In virtù del R. D. 5 ottobre 1864 la Pia Casa di ricovero passò alla Congregazione di carità (6).
Le due Case ebbero patrimonio comune fino al 1874, quando la Congregazione di carità costituisce il patrimonio speciale della Casa d’industria con le rendite del Legato Segni del Natale (31 dicembre 1896) e del Legato Leoni (31 dicembre 1906) (7).
Per quanto poi riguarda il numero dei ricoverati si passò dai 40 del 1831, ai 55 nel 1837, ai 61 nel 1885, ai 72 del 1892 (8).
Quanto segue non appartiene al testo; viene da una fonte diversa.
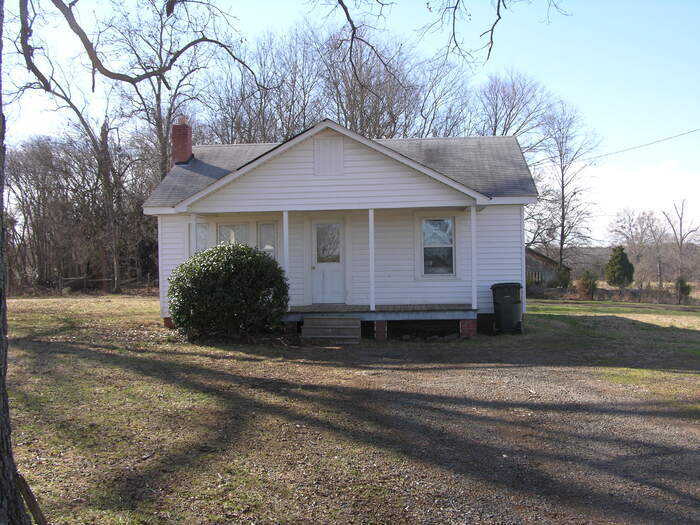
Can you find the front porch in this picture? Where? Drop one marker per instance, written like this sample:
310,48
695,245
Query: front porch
336,316
384,312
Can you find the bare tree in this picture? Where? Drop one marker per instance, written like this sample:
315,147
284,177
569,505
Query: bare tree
566,148
684,232
659,236
516,105
147,37
12,510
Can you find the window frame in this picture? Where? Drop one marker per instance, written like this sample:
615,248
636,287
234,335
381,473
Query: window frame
232,224
203,226
420,274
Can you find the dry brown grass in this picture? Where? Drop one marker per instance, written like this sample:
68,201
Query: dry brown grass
117,420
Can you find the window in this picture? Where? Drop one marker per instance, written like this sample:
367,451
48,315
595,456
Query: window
267,238
438,246
328,243
202,236
232,233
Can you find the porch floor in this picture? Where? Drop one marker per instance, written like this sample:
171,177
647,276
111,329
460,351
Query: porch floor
384,312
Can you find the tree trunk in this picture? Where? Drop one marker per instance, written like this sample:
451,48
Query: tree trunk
104,167
12,509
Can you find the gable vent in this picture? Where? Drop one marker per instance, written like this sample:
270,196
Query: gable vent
328,156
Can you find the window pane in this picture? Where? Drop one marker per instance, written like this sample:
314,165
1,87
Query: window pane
267,238
233,233
438,261
327,243
437,232
202,239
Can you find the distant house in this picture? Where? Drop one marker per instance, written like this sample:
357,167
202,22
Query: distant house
539,268
378,230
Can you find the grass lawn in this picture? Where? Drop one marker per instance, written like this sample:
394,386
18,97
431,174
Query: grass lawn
591,416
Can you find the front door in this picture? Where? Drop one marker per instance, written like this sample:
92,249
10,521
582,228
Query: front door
327,264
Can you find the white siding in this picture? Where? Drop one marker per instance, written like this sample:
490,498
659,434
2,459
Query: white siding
499,250
173,249
368,179
396,260
499,253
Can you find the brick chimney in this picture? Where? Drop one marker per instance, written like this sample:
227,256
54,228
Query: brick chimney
181,139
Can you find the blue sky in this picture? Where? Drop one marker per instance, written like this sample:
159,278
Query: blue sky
632,68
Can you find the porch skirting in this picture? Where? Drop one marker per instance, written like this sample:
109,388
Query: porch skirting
384,312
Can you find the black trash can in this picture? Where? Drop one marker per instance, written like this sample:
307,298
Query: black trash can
508,307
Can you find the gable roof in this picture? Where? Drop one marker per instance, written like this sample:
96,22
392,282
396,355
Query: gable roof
480,166
544,258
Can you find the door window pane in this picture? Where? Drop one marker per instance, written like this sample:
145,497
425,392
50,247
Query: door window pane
327,243
267,238
230,233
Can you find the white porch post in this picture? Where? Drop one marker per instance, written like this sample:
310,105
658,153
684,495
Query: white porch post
370,217
285,241
193,233
475,269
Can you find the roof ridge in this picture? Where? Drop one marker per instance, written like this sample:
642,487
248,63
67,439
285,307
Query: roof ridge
237,144
453,138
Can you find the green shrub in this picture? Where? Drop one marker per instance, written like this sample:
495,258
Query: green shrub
561,280
587,284
229,290
683,289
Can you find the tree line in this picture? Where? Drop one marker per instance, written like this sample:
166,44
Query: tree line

Il numero massimo di capienza era ritenuto in 75 unità (9).
Nel 1897 la Pia Casa di ricovero acquistò l’edificio del vecchio ospedale in piazza Garibaldi e vi stabilì la propria sede insieme alla Pia casa di industria (10).
La sede cambiò nel 1928 quando con la donazione di Samuele Cambiagli in memoria del padre Giuseppe venne costruito il nuovo edificio della Casa di riposo in via Arnaldo da Brescia (11).
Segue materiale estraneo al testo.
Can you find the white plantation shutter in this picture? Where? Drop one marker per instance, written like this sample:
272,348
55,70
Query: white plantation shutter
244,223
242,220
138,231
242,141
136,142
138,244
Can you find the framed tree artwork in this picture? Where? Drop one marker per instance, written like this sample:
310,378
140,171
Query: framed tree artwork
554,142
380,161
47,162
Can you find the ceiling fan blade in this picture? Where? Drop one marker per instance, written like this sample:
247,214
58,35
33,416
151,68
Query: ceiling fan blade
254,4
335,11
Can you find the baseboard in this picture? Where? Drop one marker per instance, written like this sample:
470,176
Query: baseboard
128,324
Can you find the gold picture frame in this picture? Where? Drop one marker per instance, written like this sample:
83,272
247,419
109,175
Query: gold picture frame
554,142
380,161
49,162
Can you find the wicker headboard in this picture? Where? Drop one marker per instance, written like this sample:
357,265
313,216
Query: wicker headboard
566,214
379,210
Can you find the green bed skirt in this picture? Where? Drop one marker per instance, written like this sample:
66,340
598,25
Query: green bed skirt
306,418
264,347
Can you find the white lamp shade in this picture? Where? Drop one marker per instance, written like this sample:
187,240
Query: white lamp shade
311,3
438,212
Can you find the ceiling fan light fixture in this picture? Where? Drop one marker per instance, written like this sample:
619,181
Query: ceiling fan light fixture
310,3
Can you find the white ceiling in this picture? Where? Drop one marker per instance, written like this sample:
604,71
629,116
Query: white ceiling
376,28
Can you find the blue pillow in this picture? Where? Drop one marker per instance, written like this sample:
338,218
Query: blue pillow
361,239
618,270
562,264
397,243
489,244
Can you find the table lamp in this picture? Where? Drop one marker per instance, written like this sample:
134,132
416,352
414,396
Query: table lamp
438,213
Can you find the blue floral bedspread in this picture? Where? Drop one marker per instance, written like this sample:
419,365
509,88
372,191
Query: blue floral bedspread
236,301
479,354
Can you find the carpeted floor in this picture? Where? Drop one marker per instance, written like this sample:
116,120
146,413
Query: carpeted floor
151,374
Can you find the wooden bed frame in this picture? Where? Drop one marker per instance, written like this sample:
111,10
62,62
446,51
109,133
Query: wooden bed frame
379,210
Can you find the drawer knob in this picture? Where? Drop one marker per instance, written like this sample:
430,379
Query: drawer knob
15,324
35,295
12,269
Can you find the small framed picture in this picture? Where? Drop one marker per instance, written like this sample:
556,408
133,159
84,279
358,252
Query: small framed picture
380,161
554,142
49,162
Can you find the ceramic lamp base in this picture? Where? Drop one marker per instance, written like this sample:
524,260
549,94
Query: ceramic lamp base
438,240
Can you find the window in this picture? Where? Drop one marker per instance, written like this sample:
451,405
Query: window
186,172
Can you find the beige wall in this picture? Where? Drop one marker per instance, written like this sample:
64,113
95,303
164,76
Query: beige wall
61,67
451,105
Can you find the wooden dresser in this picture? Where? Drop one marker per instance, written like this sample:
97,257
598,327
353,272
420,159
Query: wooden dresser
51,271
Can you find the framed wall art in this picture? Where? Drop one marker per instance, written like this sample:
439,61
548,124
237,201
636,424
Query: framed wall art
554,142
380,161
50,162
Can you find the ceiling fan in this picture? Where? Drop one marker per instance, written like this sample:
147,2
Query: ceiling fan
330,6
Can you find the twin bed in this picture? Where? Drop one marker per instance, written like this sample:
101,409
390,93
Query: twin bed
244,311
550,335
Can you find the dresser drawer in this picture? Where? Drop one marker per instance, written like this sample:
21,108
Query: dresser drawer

Nello stesso anno la Casa di ricovero vendette l’edificio di piazza Garibaldi al comune e i vecchi vennero trasferiti in via Arnaldo da Brescia, nella nuova casa (12).
In forza delle Legge 3 giugno 1937 la Pia Casa di ricovero e industria passò all’Ente Comunale di Assistenza (13).
In realtà, come indicato nel 1931 nella lettera del presidente della Congregazione di carità Vincenzo Brigatti allegata al Questionario relativo alla Pia Casa di industria compilata per il censimento, “… la Casa di industria, da oltre 10 anni, non è più in grado, dati i mutati sistemi di lavorazione, di fornire lavoro giornaliero ai poveri. Con i suoi redditi, esigui peraltro, […] si cura il mantenimento di vecchi presso la Pia Casa di ricovero amministrata da questa congregazione di Carità” (14).
Con R. D. del 5 settembre 1938 le Pie Case di ricovero e di industria furono rese autonome dall’ECA (15).
La legge 3 giugno 1937 n. 847 prevedeva infatti all’art. 8 “il decentramento con amministrazione autonoma delle istituzioni pubbliche di assistenza e beneficenza, già amministrate dalla Congregazione di carità, che hanno fini diversi dall’assistenza generica, immediata e temporanea, come ospedali, ricoveri di vecchi e inabili, orfanotrofi, ecc.”. In ottemperanza a tale legge con D.R. del 29 giugno 1939 furono decentrate anche l’Opera pia Bellani e il Ricovero di mendicità. Dopo un periodo di commissariamento le quattro opere pie dall’agosto 1940 vennero amministrate da un unico (16) Consiglio di Amministrazione delle Pie Case di ricovero e Orfanotrofi di Monza (17).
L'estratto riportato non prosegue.